You know what this tells me? FRIGGIN’ CALL 911 or POISON CONTROL (1-800-222-1222) right away! Just because you don’t feel horrible doesn’t mean a small part of hell ain’t coming your way.

But let’s say you’ve got to wait some time for rescue. Here’s what our scout should — and should not — do until help arrives:

  • Encourage calm. Yes, i know it’s easier said than done. But just breathe and do it.
  • Take off anything that might be binding the wound (like rings on a finger). There might be swelling around the bite.
  • It’s okay for the victim to lie down, but don’t elevate the bite above his/her heart. We don’t want that venom coursing towards it any faster than it might.
  • Follow direct guidance from 911 or Poison Control, and don’t assume they do it right in the movies. In other words,
    •      Don’t cut into the wound with a knife or try to suck out the poison just because you saw it in a John Ford western.
    •      Don’t give any kind of medication unless instructed.
    •      Don’t apply a tourniquet or compress of any kind unless instructed.
  • You might be tempted to capture the snake to show it to healthcare pros. Be warned: post-mortem reflexes mean that snakes can bite for several hours after their death. Caution, people, caution on this one.
  • Feel free to sing a song to or with the victim. I didn’t read this anywhere, but I don’t see how it could hurt, and it could help, imho.

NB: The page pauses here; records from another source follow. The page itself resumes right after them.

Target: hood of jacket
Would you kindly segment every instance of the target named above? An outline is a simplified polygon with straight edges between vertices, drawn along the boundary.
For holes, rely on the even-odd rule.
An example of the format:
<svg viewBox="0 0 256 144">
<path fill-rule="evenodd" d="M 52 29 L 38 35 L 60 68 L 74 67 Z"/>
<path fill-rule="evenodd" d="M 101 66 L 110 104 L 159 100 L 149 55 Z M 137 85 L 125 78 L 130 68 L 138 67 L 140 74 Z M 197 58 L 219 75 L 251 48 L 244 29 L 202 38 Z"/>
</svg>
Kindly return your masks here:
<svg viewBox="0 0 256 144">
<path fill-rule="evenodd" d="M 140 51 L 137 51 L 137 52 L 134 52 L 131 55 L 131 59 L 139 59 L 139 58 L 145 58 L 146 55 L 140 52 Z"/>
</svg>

Whew. That’s enough of the creepy crawlers for now. Stay safe, people, and don’t forget your close-toed shoes out there in the wild.


4 thoughts on “Creature (Dis)Comforts, Part II: Coral Snakes

  1. Just a few other tidbits about ye Olde Coral Snake. Not only are the fangs very small but also they are in the back of the mouth and thus they have to “gnaw” on ya a bit to get any venom in the wound. Most folks get bit on the hands or feet while asleep while outdoors. That being said, they are also only on of 2 snake species in the USA with neurotoxin instead of hemotoxin. Neurotoxins affect the nervous system by paralyzing involuntary muscles like the diaphragm. Hemotoxins break down the red blood cells, taking longer to affect the victim than a neurotoxin.


    *°▼/;>)~ ☺

  2. There is at least one other poisonous snake in Texas, the ground rattler (pygmy rattler). It isn’t a true rattlesnake since it doesn’t have a rattle. It shakes the end of its tail as though it has one. It’s a species of pit viper about the size of a coral snake or maybe a little bit smaller. Unlike the coral snake, it is not so easy to see and it’s very aggressive. One chased my grandfather one time and tried to slither up his pants leg. I had one get in my house one time and, not knowing what it was, we put it in a terrarium for a day or so. Then we found out it was poisonous and kinda freaked.